La musica cambia drasticamente con A Machine for Pigs, l’elemento più debole del pacchetto nonostante l’enorme interesse sviluppato attorno al titolo nel lontano 2013 poco dopo il suo annuncio. La mano dei ragazzi di The Chinese Room si vede, soprattutto in termini narrativi, e questo è indubbiamente un aspetto positivo del “terzo” Amnesia: la supervisione del team di Frictional Games tuttavia non riesce ad arginare in modo soddisfacente la deriva del gameplay introdotta da questo capitolo, più affine agli stilemi di un walking simulator dalle tinte horror che ad un vero e proprio survival/escape infarcito di enigmi. Una soluzione che, sulla carta, avrebbe anche potuto essere vincente, non fosse che l’allontanamento dalle fondamenta di Amnesia andava a manifestarsi nell’abbandono di alcune dinamiche portanti, quali quelle dei livelli di follia e della gestione degli oggetti tramite inventario. A Machine for Pigs racconta una storia marcia, sporca, a tratti asfissiante e cupa: lo fa con savoir-faire, con lo stesso tatto con cui The Chinese Room soltanto poco tempo dopo avrebbe narrato Everybody’s Gone to the Rapture, ma il risultato è lontano dalle vette di terrore di The Dark Descent, una delle esperienze più destabilizzanti e ansiogene dell’ultimo decennio. Sia chiaro, l’ultimo esponente del terzetto è tutto tranne che un brutto gioco o un’esperienza da accantonare rapidamente nel dimenticatoio senza infamia ne lode: si tratta un esperimento, piuttosto, che i fan originali di Frictional Games vedranno più come una variazione sul tema originale del brand, nell’attesa del capolavoro definitivo dello sviluppatore che sarebbe giunto soltanto 2 anni dopo con il nome di SOMA.
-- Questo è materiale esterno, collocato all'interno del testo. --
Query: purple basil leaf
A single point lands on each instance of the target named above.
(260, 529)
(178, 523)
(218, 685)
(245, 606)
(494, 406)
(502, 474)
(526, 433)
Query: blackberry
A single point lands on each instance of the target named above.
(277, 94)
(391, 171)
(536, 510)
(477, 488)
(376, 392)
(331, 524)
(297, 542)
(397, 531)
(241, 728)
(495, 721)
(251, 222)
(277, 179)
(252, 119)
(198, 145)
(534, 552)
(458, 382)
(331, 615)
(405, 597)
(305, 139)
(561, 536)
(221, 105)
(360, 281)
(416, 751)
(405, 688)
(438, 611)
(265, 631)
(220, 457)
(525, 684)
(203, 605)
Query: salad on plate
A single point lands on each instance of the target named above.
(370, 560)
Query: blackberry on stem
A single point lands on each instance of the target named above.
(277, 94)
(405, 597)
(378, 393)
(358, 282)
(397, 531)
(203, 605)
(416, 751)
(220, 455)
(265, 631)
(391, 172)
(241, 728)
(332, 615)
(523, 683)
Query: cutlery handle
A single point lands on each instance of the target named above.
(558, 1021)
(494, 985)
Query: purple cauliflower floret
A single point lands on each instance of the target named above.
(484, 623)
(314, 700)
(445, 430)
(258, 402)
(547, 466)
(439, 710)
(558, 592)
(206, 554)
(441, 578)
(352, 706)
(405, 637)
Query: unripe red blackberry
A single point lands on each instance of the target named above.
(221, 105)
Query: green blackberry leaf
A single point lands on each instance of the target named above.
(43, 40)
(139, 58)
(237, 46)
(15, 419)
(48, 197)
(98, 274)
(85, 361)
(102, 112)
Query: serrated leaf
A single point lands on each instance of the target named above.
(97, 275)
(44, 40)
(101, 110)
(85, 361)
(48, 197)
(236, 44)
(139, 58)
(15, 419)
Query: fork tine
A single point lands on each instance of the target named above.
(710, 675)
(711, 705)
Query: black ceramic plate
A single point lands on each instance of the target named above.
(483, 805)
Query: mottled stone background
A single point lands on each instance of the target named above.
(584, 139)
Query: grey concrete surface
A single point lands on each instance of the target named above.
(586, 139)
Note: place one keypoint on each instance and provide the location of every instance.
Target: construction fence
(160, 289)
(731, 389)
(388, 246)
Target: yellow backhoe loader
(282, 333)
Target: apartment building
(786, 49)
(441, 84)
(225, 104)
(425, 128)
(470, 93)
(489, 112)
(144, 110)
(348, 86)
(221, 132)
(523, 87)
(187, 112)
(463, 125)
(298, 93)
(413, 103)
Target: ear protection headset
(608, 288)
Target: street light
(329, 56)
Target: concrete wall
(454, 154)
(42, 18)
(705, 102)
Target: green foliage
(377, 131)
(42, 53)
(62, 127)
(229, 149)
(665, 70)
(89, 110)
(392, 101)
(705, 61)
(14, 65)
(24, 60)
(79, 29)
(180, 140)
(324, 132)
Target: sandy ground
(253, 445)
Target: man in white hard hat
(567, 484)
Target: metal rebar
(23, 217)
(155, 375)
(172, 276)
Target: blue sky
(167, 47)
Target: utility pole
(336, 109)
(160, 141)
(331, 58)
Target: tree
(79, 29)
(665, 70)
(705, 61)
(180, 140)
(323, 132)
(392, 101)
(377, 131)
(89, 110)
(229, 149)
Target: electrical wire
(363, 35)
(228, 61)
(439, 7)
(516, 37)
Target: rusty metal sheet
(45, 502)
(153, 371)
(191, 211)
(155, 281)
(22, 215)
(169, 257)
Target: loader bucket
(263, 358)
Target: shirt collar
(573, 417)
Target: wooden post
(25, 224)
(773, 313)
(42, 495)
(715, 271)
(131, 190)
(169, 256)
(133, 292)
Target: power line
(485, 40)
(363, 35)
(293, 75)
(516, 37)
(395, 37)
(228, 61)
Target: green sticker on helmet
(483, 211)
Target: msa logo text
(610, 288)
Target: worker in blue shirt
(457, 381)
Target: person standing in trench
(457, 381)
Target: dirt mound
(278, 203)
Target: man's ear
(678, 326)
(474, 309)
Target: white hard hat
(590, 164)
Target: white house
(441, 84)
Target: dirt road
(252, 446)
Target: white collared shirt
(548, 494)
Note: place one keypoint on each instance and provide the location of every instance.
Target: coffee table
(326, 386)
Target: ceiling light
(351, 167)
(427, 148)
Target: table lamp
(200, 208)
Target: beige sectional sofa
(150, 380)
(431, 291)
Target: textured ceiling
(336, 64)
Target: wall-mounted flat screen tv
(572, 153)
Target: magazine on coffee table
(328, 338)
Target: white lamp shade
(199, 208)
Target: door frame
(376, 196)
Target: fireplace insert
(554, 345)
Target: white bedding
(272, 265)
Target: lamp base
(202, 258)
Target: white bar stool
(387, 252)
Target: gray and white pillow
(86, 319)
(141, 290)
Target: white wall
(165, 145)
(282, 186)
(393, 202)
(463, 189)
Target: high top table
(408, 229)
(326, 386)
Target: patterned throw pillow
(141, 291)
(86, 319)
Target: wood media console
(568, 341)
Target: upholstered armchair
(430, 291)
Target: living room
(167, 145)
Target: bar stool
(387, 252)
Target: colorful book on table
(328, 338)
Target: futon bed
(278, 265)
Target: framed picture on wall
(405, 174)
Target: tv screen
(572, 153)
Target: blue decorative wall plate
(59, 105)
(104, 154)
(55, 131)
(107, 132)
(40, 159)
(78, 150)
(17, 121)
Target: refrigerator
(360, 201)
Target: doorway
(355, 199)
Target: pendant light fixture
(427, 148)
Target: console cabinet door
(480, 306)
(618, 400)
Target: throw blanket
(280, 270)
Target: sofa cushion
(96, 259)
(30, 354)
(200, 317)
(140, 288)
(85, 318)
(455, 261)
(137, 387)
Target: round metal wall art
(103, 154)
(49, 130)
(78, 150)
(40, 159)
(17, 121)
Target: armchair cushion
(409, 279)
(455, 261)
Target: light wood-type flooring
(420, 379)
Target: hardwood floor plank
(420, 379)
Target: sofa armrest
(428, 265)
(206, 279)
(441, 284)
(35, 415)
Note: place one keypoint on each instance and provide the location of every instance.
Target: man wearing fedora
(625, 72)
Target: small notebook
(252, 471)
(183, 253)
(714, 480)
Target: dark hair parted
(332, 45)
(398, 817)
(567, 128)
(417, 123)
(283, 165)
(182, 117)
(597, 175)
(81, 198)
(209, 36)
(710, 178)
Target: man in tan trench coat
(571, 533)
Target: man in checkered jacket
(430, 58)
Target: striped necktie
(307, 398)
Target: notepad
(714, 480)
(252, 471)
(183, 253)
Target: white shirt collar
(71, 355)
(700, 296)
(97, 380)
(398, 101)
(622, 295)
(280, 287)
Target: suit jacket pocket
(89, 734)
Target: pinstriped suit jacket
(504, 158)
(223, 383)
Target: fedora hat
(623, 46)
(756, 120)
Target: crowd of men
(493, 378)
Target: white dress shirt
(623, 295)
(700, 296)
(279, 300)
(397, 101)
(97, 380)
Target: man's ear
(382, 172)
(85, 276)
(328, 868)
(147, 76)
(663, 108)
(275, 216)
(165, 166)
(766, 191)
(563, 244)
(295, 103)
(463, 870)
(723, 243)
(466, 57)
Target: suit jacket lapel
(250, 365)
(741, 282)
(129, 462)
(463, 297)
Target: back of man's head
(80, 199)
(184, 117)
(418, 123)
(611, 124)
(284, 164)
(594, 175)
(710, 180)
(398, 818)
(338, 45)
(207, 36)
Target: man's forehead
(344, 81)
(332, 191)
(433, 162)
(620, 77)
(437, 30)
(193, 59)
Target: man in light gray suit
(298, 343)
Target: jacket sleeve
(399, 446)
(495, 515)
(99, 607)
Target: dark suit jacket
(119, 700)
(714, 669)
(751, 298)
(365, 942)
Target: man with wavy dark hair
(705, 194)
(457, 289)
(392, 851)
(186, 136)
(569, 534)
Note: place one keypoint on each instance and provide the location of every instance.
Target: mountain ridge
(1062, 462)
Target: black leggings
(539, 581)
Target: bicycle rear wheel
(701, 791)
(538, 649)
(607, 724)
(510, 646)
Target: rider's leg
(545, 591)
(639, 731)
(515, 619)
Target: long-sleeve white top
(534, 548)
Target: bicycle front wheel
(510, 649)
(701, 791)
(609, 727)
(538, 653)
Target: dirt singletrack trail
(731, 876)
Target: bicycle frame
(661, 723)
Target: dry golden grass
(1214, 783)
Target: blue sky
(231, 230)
Una delle esperienze più destabilizzanti e ansiogene dell’ultimo decennio
Il limite maggiore di questa Amnesia: Collection, per certi versi a sorpresa, è da riscontrarsi proprio nel comparto tecnologico. Quello effettuato su PlayStation 4 è un porting nudo e crudo, privo di ammodernamenti o revisioni ad un motore proprietario che, se già al momento dell’uscita mostrava alcuni limiti evidenti nel panorama PC, oggigiorno può solo apparire alquanto datato. Se da un lato l’atmosfera originale non ne esce mutata di un solo pixel, il che è un aspetto assolutamente positivo, dall’altro siamo di fronte ad una modellazione poligonale soltanto sufficiente e un livello del dettaglio ben lontano dai risultati “standard” che l’attuale generazione di console riesce a fare. Effetti particellari e distorsioni spaziali hanno indubbiamente il proprio fascino, ma appaiono datate anche ad occhi non eccessivamente allenati in termini tecnologici. Dove Amnesia: Collection eccelle, grazie alla bontà del materiale originale, è tuttavia nel comparto sonoro: dal temporale in sottofondo ai crepitii che popolano il Castello di Brannenburg, passando per le grida minacciose delle creature e le sonorità angoscianti che accompagnano ciascuna delle tre avventure, il materiale audio offerto da questa collection si conferma assolutamente di prim’ordine, dimostrandosi abile nell’instillare ulteriore angoscia nel giocatore, soprattutto se valorizzato da un impianto surround come si deve. Non che The Dark Descent – inutile nasconderlo, uno dei nostri titoli preferiti di sempre – avesse bisogno di ulteriori boost per farci tremare di fronte allo schermo ….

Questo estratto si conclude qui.